Posted: Sep 6, 2011 7:10 PM by Ariel Wesler
Updated: Sep 6, 2011 10:51 PM
Controversial legislation could have huge impacts on towing companies and cities across California.
If signed, Assembly Bill 353 would eliminate a city's ability to impound vehicles of unlicensed drivers at DUI checkpoints. The bill has already passed the Assembly and the state Senate. It's now headed to Governor Jerry Brown for approval. The bill is in response to corrupt practices by cities throughout California, like Bell, which exploited unlicensed drivers and charged high impound fees to feed city profits.
As of 2009, Santa Maria has most of hit and runs in the state compared with cities of a similar size and ranks third in the state in vehicle collisions, so you can imagine why the city is concerned.
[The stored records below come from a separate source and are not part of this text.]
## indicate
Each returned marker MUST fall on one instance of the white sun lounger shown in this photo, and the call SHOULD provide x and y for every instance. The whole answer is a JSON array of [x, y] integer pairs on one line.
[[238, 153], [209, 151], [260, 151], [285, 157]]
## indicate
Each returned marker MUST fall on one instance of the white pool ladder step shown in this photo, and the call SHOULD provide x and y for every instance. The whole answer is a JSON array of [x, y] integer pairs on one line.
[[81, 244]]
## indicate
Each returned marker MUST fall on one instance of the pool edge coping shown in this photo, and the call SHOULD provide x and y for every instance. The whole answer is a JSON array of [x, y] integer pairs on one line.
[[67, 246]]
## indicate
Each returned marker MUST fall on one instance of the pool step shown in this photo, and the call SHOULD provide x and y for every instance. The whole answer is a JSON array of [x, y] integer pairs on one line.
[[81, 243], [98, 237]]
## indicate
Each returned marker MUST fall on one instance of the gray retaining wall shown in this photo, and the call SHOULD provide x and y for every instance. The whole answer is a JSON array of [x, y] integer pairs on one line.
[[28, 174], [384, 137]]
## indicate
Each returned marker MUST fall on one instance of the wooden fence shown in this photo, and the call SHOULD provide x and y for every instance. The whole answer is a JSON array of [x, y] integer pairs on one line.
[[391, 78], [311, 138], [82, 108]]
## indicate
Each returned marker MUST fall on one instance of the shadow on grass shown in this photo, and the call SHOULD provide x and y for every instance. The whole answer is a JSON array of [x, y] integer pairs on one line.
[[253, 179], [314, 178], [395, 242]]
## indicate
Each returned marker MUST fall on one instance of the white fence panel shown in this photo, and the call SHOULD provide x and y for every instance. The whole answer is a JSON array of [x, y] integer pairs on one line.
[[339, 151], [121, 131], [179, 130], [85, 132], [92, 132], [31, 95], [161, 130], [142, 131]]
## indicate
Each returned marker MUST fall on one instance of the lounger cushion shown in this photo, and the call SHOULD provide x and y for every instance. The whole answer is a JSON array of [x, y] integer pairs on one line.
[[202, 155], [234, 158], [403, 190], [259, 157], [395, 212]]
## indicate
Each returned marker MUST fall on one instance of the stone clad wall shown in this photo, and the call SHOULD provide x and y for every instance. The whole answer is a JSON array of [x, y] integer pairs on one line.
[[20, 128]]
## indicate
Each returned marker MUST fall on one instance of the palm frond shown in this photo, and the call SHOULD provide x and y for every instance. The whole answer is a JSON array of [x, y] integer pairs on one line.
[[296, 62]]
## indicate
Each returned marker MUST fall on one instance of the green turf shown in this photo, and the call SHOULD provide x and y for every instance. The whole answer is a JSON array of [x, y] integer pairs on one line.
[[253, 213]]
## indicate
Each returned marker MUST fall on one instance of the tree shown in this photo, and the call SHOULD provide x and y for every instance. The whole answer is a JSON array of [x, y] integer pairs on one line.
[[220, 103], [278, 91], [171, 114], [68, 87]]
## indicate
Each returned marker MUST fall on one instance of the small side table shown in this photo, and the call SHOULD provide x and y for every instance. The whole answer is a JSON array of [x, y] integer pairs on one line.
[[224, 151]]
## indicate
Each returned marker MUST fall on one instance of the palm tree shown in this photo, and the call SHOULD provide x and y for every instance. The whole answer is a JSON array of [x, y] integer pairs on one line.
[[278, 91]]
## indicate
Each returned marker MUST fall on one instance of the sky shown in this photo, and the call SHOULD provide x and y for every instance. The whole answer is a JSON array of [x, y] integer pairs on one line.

Cody Teixiera works for Santa Maria Towing, one of seven companies that contracts with the city to impound vehicles. Crews impound at least one car a day and many more on the weekends.
"Most of the money we make is impounds. As a driver, we make a percentage on each impound and that's how we feed our families is off of that percentage," Teixiera said.
Under state law, vehicles are kept for 30 days. At $50 per day, getting your car back would cost you about $1500 dollars. That's money tow companies may very well lose if AB 353 becomes law.
"There will probably be layoffs because of this. If there's not money coming in, you're not going to be as busy," Teixiera said.
In a one year period, the city impounded more than 1200 vehicles, mostly unlicensed drivers during checkpoints and routine traffic patrol. Santa Maria estimates it could lose around $190,000 in fees if those impounds are eliminated, but city leaders say more importantly, impounding cars is a way to make the streets safer.
"You may not be aware of the rules of the road. You could be a menace to other drivers," said Mark van de Kamp, who's a management analyst for the city.
But critics say Santa Maria's checkpoints unfairly target the hispanic community, something the city and its police force have long disputed.
"They are not targeted at any one neighborhood. They are targeted on busy streets," van de Kamp said.
On Sunday, Santa Maria Police cited 24 unlicensed drivers, stopping every 5th car in a four-hour period.
Supporters of the legislation tend to point fingers at the state, saying the California DMV has made it impossible for undocumented workers to get licenses, which are required for them to drive to work, but opponents argue driving is a privilege, not a right.
If Governor Brown signs the bill, it could take effect as early as January 1.